I had cause to wonder this week, as I wandered West Sumba in search of people whose photos I had taken 20 years ago. One of my favourite pictures was of a young boy dressed up for the pasola jousting festival. He was too young to take part, but that didn’t stop him challenging the camera with a “you wait, I’ll show you” sneer.
Showing the pictures at a friend’s house, some one piped up: that’s Pelipus. That’s our Kepala Desa. The kepala desa, or village head, is now an elected position, arguably the one that has the most influence on people’s day to day lives in remote rural communities such as Gaura, where we were at the time. We went off to find Pelipus; he was preparing for the ceremony that marks the negotiation of a dowry. It starts with reading the entrails of a dog (provided by the bride’s side), to determine whether the partners are well-matched. The groom’s side is secretly hoping for bad omens, not necessarily because they want to see an unhappy marriage, but because a bad prognosis brings down the dowry. There’s no point holding out for too many buffalo if you’re going to have to return them when the couple divorces. Second order of business is to slaughter and roast a pig (also from the bride’s side); no serious bargaining can take place until everyone has eaten their fill. So Pelipus was busy, but not too busy to have a look at some old photos. The party oohed and aahed over pasola heros past and present. And then the village head found himself on my iPad.

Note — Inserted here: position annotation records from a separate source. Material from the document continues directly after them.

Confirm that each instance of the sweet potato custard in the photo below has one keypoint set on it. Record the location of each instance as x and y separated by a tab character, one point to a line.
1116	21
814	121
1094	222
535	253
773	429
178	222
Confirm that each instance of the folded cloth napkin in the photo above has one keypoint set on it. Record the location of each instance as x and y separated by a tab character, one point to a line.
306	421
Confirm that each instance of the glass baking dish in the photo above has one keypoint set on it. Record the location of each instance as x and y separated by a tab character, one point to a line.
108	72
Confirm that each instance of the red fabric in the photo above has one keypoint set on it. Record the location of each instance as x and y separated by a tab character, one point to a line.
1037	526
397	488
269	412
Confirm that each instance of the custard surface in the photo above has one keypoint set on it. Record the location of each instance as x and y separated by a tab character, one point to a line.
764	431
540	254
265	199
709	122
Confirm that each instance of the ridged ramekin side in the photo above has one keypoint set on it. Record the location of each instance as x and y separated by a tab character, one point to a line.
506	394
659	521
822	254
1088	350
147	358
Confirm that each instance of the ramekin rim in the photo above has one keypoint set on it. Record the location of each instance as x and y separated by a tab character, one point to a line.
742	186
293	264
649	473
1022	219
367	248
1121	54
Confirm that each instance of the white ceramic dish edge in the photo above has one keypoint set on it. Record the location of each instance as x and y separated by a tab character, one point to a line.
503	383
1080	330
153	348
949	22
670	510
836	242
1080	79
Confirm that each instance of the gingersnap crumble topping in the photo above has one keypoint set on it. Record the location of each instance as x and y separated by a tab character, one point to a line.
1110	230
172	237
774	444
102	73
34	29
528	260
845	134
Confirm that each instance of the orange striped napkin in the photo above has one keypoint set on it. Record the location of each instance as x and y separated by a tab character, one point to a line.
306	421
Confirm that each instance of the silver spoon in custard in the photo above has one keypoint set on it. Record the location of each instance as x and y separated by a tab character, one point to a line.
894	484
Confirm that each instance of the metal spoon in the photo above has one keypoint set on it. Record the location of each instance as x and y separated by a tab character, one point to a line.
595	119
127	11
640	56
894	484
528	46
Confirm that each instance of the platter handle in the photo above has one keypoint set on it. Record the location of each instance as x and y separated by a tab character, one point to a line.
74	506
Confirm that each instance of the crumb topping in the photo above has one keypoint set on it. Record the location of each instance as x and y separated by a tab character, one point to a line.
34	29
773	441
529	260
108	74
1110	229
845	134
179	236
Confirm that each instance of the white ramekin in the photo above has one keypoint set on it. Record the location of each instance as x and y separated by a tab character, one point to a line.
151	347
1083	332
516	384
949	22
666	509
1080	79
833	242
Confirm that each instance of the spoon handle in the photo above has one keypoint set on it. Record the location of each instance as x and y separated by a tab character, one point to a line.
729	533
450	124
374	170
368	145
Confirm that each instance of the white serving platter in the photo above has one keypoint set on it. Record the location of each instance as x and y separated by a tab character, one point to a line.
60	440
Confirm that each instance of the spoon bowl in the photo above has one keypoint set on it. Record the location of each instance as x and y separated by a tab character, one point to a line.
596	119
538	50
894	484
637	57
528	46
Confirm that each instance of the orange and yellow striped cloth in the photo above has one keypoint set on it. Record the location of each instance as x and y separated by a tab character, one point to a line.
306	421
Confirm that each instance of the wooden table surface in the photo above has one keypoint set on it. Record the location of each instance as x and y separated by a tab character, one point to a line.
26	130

He agreed to be photographed again, after he had wrapped himself into his party clothes. He told me that he had dropped out of school shortly after that first picture, and become a thief and a cattle rustler. It wasn’t until he got married and had a child that he saw the light and decided that the life of a local leader might be more palatable. (Delsi, a young Sumbanese friend who teaches high school, commented: “It’s a good strategy, to make the naughty ones head of the class. But it doesn’t always work.”)
That “you wait, I’ll show you” look is still there, though when I bumped back along the 15 kms of unpaved road the next day to give him the prints of the “Then and Now” photos, he was looking a little the worse for wear — the dowry negotiations had continued until dawn. He and his companions had bargained a starting offer of 15 cattle up to 40 head of buffalo and horses. It would not surprise me one bit to come back in another 20 years and find that Pelipus is head of the West Sumba government.